El café con leche y las pastas parecen las mismas. Bebidas de marcas variadas. Algún televisor en alto, en la pared, con poco volumen. Mesas y sillas similares. Gente que entra y sale. Charla o lee el diario. Gente que mira por la ventana. Sola o acompañada. Camareros que sirven el pedido. En la barra una vitrina con un poco de comida. Todo el mundo con un vaso en la mano o una taza en los labios. Algún móvil que suena. Algún silencio que habla. El mundo de las cafeterías es común en muchos lugares, pero podríamos saber en qué entorno está ubicada cada una de ellas por la mirada de las personas que consumen. Por cómo se comportan con el tiempo.
El bar de los aeropuertos o de las estaciones de ferrocarril tiene aquel bullicio del viaje y un abrazo innato y amable, por los que se marchan y por los que llegan. Suele ser lugar de felicidad y de alguna añoranza. La gente está de paso mientras espera irse o espera que alguien llegue. Un pim pam. Se anuncian aviones que se elevan lejos, trenes que salen hacia las vacaciones. Acostumbra a ser un bar alegre, al que acudes por voluntad propia. Cada media hora la clientela puede haber cambiado toda, entre maletas y mochilas que desfilan hacia un nuevo destino.
En un instituto o una universidad el murmullo es mayor. Jóvenes con toda una vida por delante desfilan arriba y abajo, explicándose a gritos el último fin de semana, preparando un examen o saltándoselo. El volumen de las conversaciones tiene más decibelios, la carcajada impera y la prisa lo rehúye. La conciencia de la existencia no está muy presente porque vivir es una especie de rutina heredada, un hábito por la cual no hay que sufrir mucho. Carpe Diem. Bocadillos y refrescos y cada día los mismos inquilinos, repitiendo aprendizajes de asignaturas y de vida.

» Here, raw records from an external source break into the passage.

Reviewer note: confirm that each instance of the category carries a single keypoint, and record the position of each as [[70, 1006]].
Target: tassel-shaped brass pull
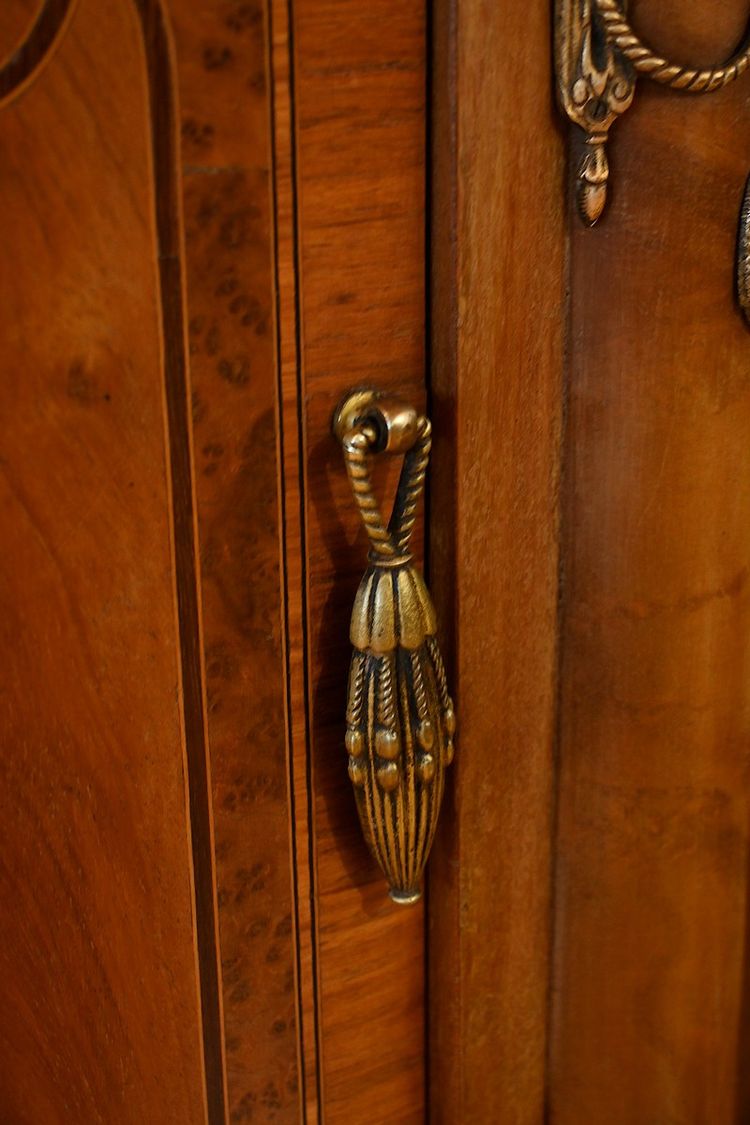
[[399, 716]]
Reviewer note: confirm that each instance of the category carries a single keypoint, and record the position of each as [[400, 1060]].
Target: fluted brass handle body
[[399, 716]]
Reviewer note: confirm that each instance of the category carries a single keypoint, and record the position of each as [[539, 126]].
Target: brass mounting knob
[[400, 719]]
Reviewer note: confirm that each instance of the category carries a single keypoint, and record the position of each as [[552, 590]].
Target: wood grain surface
[[498, 323], [352, 183], [100, 1013], [650, 1013], [225, 92]]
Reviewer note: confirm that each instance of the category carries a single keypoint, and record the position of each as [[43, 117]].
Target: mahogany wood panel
[[498, 323], [223, 65], [651, 986], [352, 182], [100, 1015]]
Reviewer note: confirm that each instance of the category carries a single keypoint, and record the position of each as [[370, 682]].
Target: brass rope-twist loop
[[648, 62], [391, 541]]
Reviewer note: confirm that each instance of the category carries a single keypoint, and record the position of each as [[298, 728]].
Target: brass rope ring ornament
[[400, 719], [597, 57], [645, 61]]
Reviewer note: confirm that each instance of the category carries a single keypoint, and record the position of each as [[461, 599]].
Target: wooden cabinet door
[[589, 950], [210, 214], [217, 219]]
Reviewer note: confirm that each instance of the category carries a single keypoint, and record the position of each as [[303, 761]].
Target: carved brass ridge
[[598, 56], [399, 716]]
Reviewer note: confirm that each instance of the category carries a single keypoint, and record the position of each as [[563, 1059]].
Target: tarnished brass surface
[[743, 254], [400, 719], [597, 59]]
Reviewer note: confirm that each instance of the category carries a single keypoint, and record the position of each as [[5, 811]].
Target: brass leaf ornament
[[400, 719]]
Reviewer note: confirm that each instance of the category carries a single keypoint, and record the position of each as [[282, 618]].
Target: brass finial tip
[[405, 898]]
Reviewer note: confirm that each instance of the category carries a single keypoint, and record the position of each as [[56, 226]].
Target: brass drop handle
[[597, 59], [399, 716]]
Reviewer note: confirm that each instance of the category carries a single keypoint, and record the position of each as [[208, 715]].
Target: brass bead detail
[[357, 773], [388, 776], [387, 744], [426, 767], [354, 741], [425, 735]]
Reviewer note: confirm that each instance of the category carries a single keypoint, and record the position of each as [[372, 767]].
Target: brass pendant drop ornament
[[400, 719]]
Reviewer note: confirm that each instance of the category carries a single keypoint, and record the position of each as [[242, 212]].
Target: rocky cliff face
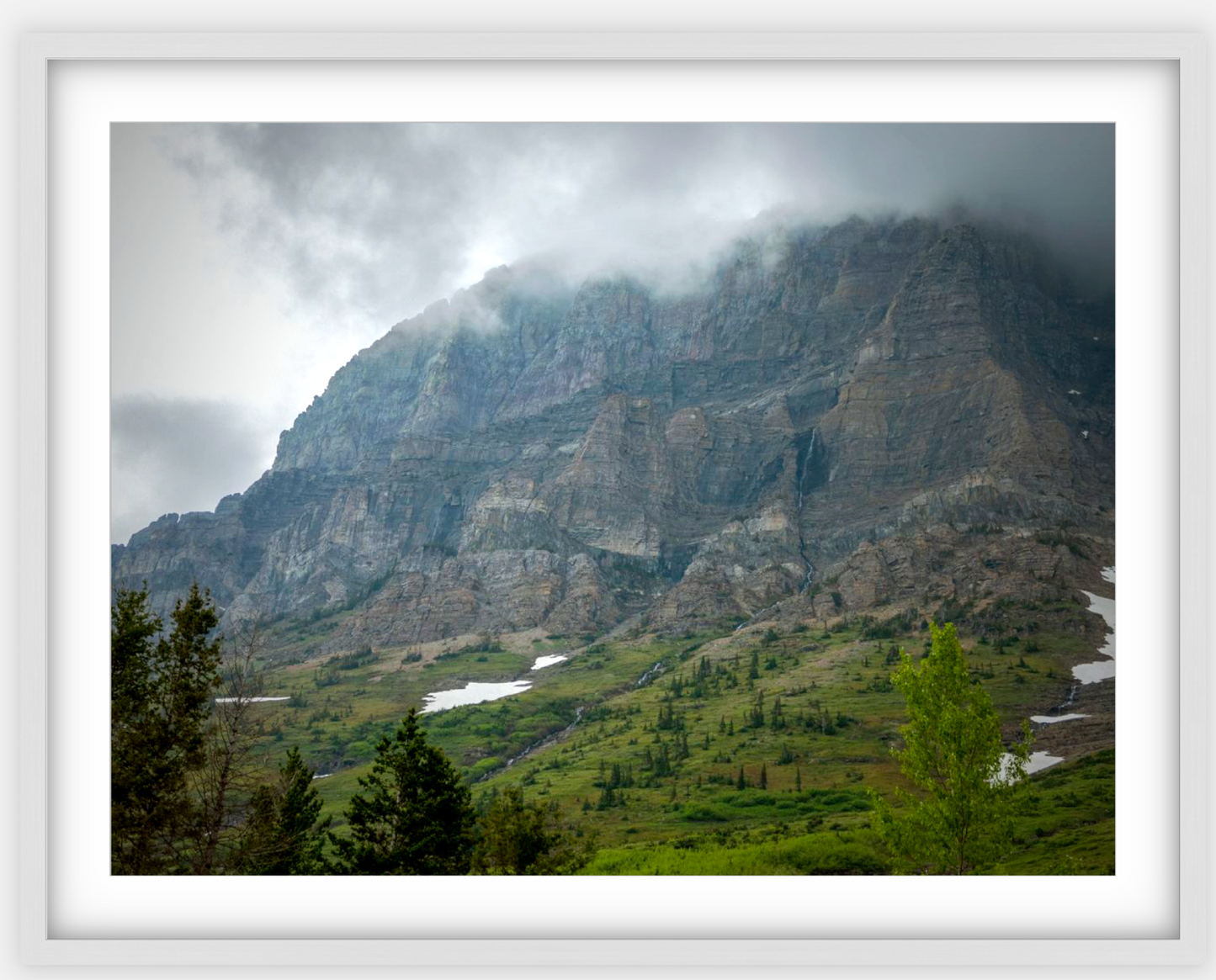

El mundo de las cafeterías es común en muchos lugares, pero podríamos saber en qué entorno está ubicada cada una de ellas por la mirada de las personas que consumen, por cómo se comportan con el tiempo
El bar del pueblo o del barrio se convierte en una especie de confesionario laico. Variedad de edades y procedencias. Es donde se arregla el mundo con una conversación distendida. Con los amigos tomas una copa de vino al salir del trabajo. Con los compañeros de trabajo tomas el cortado de media mañana. Incluso quizás te has citado con aquella persona que te hace gracia. Es también punto de recogida de compras hechas por internet y punto de información para forasteros. Abriendo todo el día. Siempre están, sin reloj. Es donde se puede ir a beber solo porque siempre acabas encontrándote a alguien conocido.
En la cafetería de un hospital, en cambio, hay una calma extraña. Un silencio inherente. El tiempo oscila como un péndulo: si miramos adelante nos da la sensación de que va lento, si miramos atrás parece que nos haya pasado demasiado deprisa. Parece ayer aquel viaje, parece ayer que íbamos al instituto. Parece que fue ayer que paseábamos por el pueblo. Y ahora estamos aquí, esperando saber si saldremos adelante o no. Si saldrá adelante la persona que amamos y con quien habíamos frecuentado todas las cafeterías anteriores.
Allí los abrazos son de duelo, de incertidumbre. No hay maletas, ni mochilas, porque aspiramos a que el viaje no sea muy largo, al contrario que el de Itaca. Un neceser y una botella de agua bastan. La percepción de realidad es más diáfana, los días son largos y el café corto. Sabes cuando entras pero no cuando sales. La gente en el móvil busca fotos y mensajes con otra atención e intención. Es el único bar al cual acudimos a la fuerza y con todos los clientes anónimos nos sentimos unidos por un hilo invisible que nos iguala: la certeza de la muerte y el privilegio de estar vivos.